LA PROCEDURA DI RIPRISTINO DEL CONTROLLO
Naturalmente, la decisione del ripristino del controllo delle frontiere interne – o di parte di esse – ha un retroterra normativo comune agli Stati membri dell’Unione Europea e, in particolare, dell’area di libero scambio Schengen. La procedura è contenuta nel Codice Frontiere Schengen (CFS) che offre agli Stati membri proprio la normativa per avviare il ripristino temporaneo del controllo alle frontiere interne, sempre a fronte di una grave minaccia all’ordine pubblico o alla sicurezza del Paese. In ogni caso si tratterebbe di una procedura che deve essere mantenuta come ultima ratio e che comunque dovrebbe seguire e rispettare il principio comune di proporzionalità con la minaccia. Inoltre, il ripristino del controllo deve avere dei limiti ben precisi legati alla base giuridica che ne rende necessaria l’introduzione. Per l’Italia, ad esempio, il controllo alla frontiera con la Slovenia dovrebbe cessare – sempre che non si protragga il rischio – il 18 dicembre prossimo.
Questa misura, in ogni caso, è uno dei temi sui quali la Commissione, e quindi le Istituzioni europee, non hanno altra voce in capitolo se non l’emissione di un parere. La decisione di ripristinare i controlli ad una frontiera interna è, infatti, prerogativa dei singoli Stati membri dell’area di libero scambio Schengen. La Commissione, dal canto suo, non può porre alcun veto, ma solo produrre un parere sulla reale necessità di questa misura e sul grado di proporzionalità rispetto ai rischi e alle minacce.

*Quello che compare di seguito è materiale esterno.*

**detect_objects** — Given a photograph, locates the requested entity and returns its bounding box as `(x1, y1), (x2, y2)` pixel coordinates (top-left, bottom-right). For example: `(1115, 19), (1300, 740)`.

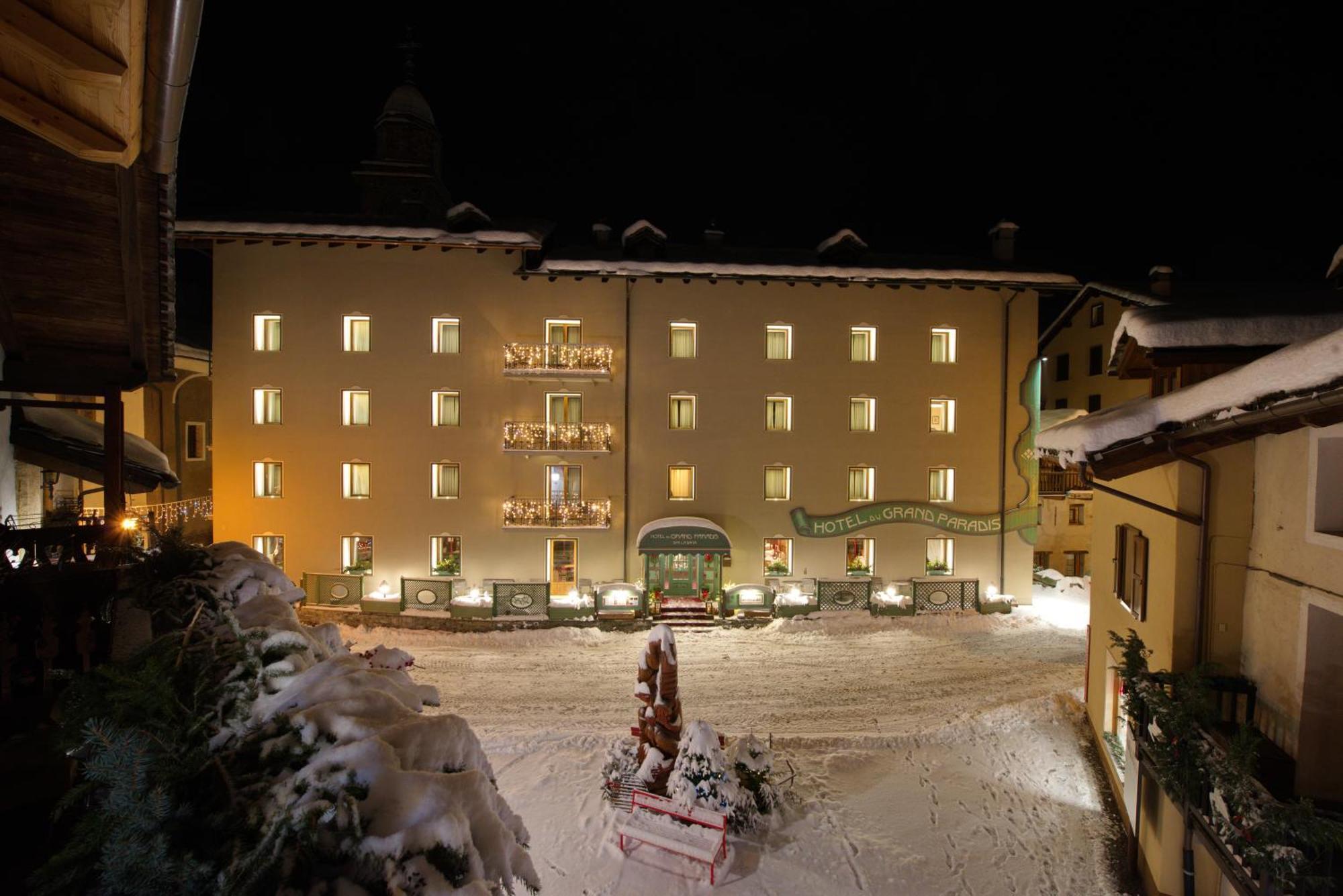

IL CONTROLLO E LA SICUREZZA INTERNA
L’interesse dei Paesi membri verso la tutela e lo sviluppo dell’area di libero scambio Schengen è innegabile. Si tratta di un risultato dell’Unione Europea che non può essere sottovalutato e che, anzi, andrebbe maggiormente rafforzato. Ma questo senza dimenticare le prerogative e le giuste aspettative degli stessi Paesi membri dell’UE, sempre più interessati a mantenere ampio margine di sovranità nazionale su alcuni temi. Tra questi c’è sicuramente la volontà, sempre più generalizzata tra le cancellerie europee, di voler attuare delle misure più stringenti ed efficaci per un controllo più capillare dei vari canali di immigrazione. Una necessità tanto più impellente se lo Stato in questione si trova al limite dell’area di libero scambio Schengen e, quindi, sempre più soggetto alle rotte migratorie e ai flussi dell’immigrazione clandestina. La pressione migratoria e il traffico di esseri umani hanno indiscutibilmente anche delle conseguenze sociali interne ai singoli Paesi membri, che possono portare, nel tempo, a sviluppare criticità e problematiche profonde sul fronte della sicurezza interna. Si pensi, ad esempio, all’influsso della criminalità organizzata internazionale, così come ai traffici di sostanze stupefacenti e a quello di esseri umani con il fine di alimentare il circuito della prostituzione. Sono tutti elementi, questi, nei confronti dei quali gli Stati membri dell’Unione Europea stanno sempre di più manifestando la loro volontà di incrementare profili di autonomia e sovranità nazionale. Senza poi citare quali possano essere i rischi di collusione tra i flussi e il sistema dell’immigrazione clandestina con la crescente commistione tra criminalità organizzata e terrorismo internazionale. La sicurezza interna passa, quindi, anche dai controlli alle frontiere interne – senza dimenticare quelle esterne all’Unione Europea, di cui parleremo a breve – che si configurano nel tempo anche come strumento di protezione e preservazione dei più basilari valori storici, culturali e civili dei Paesi membri dell’Unione Europea.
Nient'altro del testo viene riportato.